Deux jours après notre sortie de la maternité, j’ai essayé d’appeler Ray pour lui dire que nous rentrions à la maison. Aucune réponse. Je me suis dit qu’il était probablement occupé ou en route pour acheter les dernières affaires dont notre fille aurait besoin.

J’ai pris un taxi, mon bébé endormi dans les bras, le cœur rempli d’émotion. J’imaginais déjà Ray nous accueillant avec son sourire, prêt à commencer notre nouvelle vie de parents.

Mais tout a basculé dès mon arrivée.

Ma clé n’entrait plus dans la serrure.

J’ai essayé une deuxième fois.

Puis une troisième.

C’est là que j’ai compris que la serrure avait été remplacée.

Je suis restée figée devant la porte.

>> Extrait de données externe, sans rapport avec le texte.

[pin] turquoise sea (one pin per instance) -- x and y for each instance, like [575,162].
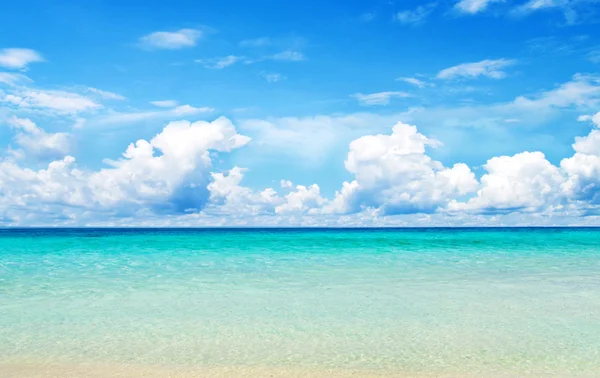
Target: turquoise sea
[431,302]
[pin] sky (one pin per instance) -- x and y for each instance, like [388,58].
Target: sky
[312,113]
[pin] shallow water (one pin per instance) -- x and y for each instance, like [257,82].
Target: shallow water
[430,301]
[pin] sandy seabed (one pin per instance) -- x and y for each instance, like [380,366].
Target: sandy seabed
[145,371]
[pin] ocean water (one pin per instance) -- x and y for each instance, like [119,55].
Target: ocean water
[481,302]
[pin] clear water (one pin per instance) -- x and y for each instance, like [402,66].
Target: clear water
[478,301]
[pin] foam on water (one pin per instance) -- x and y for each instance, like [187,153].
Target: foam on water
[477,301]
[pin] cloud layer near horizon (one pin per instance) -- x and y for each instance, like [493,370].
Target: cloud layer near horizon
[170,177]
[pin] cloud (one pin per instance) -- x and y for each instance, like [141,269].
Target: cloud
[488,68]
[165,103]
[38,143]
[220,63]
[165,175]
[415,16]
[523,182]
[228,197]
[273,77]
[105,94]
[14,79]
[168,179]
[132,117]
[291,56]
[256,42]
[574,12]
[416,82]
[303,200]
[18,58]
[61,102]
[183,38]
[380,98]
[474,6]
[394,175]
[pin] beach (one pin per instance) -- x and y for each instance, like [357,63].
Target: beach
[300,303]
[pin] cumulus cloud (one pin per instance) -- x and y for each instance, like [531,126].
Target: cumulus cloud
[229,197]
[167,174]
[394,174]
[583,168]
[18,58]
[493,69]
[183,38]
[37,142]
[523,182]
[380,98]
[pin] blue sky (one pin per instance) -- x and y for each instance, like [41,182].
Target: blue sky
[306,113]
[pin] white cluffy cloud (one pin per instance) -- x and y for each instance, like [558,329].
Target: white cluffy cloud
[489,68]
[380,98]
[37,142]
[394,175]
[167,174]
[18,58]
[179,39]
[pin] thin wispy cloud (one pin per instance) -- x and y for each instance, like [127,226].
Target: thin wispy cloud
[14,79]
[380,98]
[174,40]
[14,58]
[106,94]
[416,82]
[273,77]
[165,103]
[220,63]
[291,56]
[474,6]
[256,42]
[415,16]
[493,69]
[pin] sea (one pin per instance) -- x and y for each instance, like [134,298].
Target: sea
[430,302]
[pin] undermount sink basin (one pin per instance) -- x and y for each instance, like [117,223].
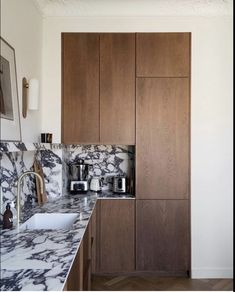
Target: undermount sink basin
[49,221]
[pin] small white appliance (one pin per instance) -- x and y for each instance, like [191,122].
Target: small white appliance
[95,184]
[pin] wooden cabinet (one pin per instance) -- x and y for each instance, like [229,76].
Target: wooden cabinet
[117,88]
[162,138]
[116,236]
[162,238]
[80,88]
[163,54]
[98,88]
[79,278]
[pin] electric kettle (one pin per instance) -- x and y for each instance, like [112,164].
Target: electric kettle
[95,184]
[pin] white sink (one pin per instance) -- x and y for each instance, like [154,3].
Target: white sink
[49,221]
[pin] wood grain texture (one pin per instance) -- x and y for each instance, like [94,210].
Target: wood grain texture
[162,235]
[75,278]
[162,136]
[117,88]
[80,88]
[163,54]
[117,236]
[87,259]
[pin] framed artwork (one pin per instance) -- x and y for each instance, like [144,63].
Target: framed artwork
[9,102]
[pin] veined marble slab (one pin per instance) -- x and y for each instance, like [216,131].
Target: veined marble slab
[40,260]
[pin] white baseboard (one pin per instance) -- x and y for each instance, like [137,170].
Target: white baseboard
[208,273]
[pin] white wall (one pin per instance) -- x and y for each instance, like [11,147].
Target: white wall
[211,121]
[21,27]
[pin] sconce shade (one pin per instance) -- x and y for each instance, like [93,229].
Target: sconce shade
[33,94]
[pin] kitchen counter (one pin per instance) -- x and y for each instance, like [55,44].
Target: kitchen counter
[41,259]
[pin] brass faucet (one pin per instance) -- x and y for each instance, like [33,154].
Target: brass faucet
[18,191]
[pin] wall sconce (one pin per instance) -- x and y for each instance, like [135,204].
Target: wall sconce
[30,94]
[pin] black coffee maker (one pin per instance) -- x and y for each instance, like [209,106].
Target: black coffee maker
[78,177]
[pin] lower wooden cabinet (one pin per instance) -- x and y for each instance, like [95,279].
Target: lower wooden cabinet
[162,238]
[79,278]
[116,236]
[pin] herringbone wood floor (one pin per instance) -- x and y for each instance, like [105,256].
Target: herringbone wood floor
[151,283]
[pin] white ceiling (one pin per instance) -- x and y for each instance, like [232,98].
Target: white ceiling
[134,7]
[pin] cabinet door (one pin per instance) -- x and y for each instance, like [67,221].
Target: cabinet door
[80,88]
[162,238]
[117,235]
[117,88]
[162,137]
[163,54]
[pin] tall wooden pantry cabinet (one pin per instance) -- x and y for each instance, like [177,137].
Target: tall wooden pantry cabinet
[134,89]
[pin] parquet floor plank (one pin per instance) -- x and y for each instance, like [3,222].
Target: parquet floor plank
[152,283]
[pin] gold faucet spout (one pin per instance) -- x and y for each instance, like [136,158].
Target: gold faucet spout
[18,191]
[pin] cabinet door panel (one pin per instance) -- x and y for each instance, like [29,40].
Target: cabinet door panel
[163,54]
[117,88]
[117,252]
[162,135]
[80,76]
[162,239]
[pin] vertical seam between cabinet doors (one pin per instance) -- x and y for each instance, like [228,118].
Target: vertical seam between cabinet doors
[135,165]
[99,88]
[189,166]
[62,89]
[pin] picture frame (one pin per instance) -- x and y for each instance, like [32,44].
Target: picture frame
[9,100]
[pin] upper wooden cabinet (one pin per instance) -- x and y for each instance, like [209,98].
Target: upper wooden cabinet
[80,88]
[98,88]
[117,88]
[162,138]
[163,54]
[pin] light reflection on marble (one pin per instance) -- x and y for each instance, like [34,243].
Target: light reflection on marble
[41,259]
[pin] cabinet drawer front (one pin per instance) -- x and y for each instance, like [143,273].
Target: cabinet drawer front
[163,54]
[117,234]
[80,100]
[117,88]
[162,239]
[162,136]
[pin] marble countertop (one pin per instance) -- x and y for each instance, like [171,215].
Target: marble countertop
[41,259]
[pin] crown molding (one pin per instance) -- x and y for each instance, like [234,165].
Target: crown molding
[83,8]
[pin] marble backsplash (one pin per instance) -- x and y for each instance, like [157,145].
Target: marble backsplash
[13,164]
[106,161]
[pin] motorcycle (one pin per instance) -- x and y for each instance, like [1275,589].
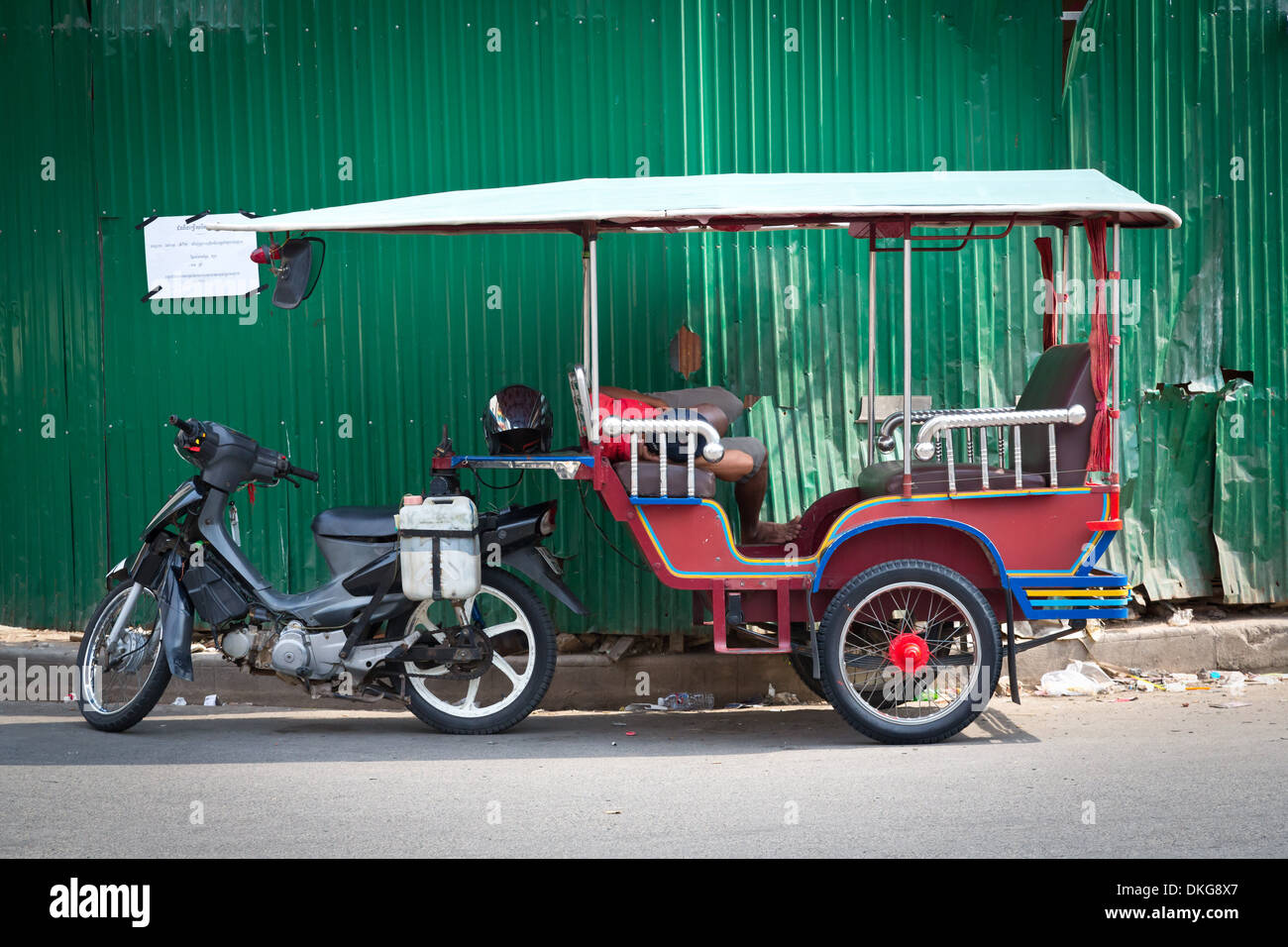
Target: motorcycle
[473,665]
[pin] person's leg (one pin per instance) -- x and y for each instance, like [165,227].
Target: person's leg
[745,464]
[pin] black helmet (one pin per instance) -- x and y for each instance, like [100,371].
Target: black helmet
[518,420]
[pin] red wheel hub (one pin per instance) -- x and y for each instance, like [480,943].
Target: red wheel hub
[909,652]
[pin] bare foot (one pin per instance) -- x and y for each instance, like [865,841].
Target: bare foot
[776,534]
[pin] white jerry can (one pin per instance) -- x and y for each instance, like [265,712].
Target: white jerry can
[438,541]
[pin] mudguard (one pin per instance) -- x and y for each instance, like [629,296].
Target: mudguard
[175,617]
[529,562]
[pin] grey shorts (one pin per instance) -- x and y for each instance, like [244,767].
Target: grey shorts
[732,406]
[691,397]
[747,445]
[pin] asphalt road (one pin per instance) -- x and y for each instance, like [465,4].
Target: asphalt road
[1054,777]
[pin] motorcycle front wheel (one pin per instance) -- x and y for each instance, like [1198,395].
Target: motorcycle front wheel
[121,678]
[500,692]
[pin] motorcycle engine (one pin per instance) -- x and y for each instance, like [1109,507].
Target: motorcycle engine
[291,651]
[301,655]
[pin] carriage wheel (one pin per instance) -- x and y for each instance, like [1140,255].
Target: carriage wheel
[922,638]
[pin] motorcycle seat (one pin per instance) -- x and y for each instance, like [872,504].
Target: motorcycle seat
[357,522]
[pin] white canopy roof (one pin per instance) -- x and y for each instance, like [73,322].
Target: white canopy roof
[738,201]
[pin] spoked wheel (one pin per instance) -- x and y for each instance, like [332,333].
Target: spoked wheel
[121,664]
[494,693]
[910,652]
[804,667]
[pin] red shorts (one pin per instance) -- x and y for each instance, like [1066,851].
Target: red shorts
[627,408]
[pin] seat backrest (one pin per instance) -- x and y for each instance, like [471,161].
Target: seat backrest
[1060,379]
[580,399]
[677,479]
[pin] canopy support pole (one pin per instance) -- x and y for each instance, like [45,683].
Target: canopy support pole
[872,343]
[585,299]
[907,357]
[1061,298]
[592,317]
[1116,342]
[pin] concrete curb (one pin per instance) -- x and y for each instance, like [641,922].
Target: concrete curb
[591,682]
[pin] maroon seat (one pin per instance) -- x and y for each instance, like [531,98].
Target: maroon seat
[1060,379]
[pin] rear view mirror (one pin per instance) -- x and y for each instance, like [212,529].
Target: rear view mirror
[300,269]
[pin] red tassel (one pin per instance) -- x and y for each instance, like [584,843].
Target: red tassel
[1048,328]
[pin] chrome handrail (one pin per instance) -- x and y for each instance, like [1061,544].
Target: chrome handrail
[885,440]
[979,418]
[712,450]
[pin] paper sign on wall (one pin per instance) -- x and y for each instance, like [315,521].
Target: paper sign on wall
[189,262]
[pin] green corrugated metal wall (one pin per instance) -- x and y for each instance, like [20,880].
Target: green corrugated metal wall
[261,119]
[1179,99]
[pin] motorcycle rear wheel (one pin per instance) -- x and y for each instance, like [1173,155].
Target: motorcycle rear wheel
[523,635]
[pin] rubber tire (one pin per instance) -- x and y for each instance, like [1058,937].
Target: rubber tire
[545,654]
[990,643]
[143,701]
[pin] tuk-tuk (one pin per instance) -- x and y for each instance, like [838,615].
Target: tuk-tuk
[890,599]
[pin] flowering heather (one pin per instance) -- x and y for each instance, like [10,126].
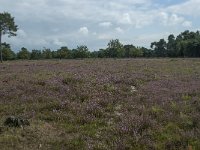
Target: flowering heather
[101,104]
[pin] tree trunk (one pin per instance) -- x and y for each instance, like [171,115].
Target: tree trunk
[1,48]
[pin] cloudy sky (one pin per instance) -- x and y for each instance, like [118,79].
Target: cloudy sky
[56,23]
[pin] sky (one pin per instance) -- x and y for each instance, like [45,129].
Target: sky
[55,23]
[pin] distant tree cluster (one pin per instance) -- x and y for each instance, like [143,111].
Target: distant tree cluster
[186,44]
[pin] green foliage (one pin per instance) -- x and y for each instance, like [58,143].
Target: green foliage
[7,53]
[115,48]
[64,52]
[23,54]
[7,26]
[36,54]
[46,53]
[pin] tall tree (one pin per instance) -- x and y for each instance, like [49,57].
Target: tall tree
[116,48]
[7,26]
[23,54]
[160,48]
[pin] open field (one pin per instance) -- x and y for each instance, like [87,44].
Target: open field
[101,104]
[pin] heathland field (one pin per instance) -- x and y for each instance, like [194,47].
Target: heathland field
[101,104]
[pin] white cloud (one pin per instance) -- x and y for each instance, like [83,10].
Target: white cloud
[84,30]
[105,37]
[119,30]
[173,20]
[53,23]
[189,7]
[105,24]
[187,23]
[125,19]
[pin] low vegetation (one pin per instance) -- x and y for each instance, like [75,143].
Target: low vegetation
[101,104]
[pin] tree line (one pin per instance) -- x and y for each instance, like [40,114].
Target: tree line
[186,44]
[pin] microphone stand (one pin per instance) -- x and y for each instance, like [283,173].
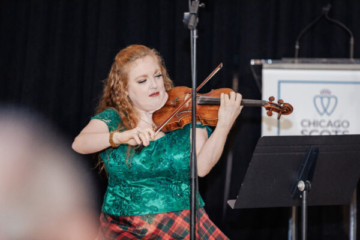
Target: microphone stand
[325,12]
[191,21]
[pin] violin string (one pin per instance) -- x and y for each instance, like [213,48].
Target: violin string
[152,124]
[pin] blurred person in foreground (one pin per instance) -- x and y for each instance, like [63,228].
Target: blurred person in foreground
[148,193]
[44,192]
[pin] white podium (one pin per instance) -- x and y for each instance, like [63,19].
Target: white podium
[325,95]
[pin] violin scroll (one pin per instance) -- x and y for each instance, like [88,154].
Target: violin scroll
[280,107]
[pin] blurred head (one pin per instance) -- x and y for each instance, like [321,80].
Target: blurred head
[44,191]
[125,90]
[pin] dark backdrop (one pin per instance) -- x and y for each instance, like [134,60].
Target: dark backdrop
[55,54]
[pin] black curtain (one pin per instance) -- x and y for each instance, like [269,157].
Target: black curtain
[55,54]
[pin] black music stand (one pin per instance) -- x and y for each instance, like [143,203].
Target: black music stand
[328,165]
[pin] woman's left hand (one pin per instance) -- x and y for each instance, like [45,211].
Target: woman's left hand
[229,110]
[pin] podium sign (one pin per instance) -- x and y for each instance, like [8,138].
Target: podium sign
[325,97]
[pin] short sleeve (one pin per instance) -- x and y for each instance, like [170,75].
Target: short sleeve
[109,116]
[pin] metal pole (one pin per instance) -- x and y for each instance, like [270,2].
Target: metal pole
[304,215]
[194,190]
[353,215]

Mon corps souffrait encore de l’accouchement, mes bras tremblaient sous la fatigue et mon esprit refusait de croire ce qui se passait.

J’ai frappé à la porte.

Personne.

J’ai rappelé Ray.

Toujours aucune réponse.

Une voisine est alors sortie de son appartement et m’a regardée avec un air gêné.

« Penelope ? » demanda-t-elle doucement.

« Oui… Vous savez ce qui se passe ? Je ne peux plus entrer chez moi. »

Elle hésita quelques secondes avant de répondre.

« Je croyais que tu étais au courant. Il y a deux jours, ton mari est venu avec des déménageurs. Ils ont emporté presque tous les meubles et changé les serrures. Je pensais que vous quittiez l’appartement. »

Ses paroles m’ont coupé le souffle.

C’était impossible.

Pas après tout ce que nous avions traversé.

Pas juste après la naissance de notre fille.

Je me suis laissée glisser contre le mur du couloir, serrant mon bébé contre moi. Mon téléphone vibra soudain.

Pendant une seconde, j’ai cru que c’était Ray.

Mais il ne s’agissait que d’un simple message.

« Pardonne-moi. Ne cherche pas à me retrouver. C’est mieux ainsi. »

Rien de plus.

Aucune explication.

Aucun adieu.

Pas un seul mot pour notre fille.

Seulement cette phrase, suffisante pour faire voler en éclats toute la vie que je croyais avoir construite.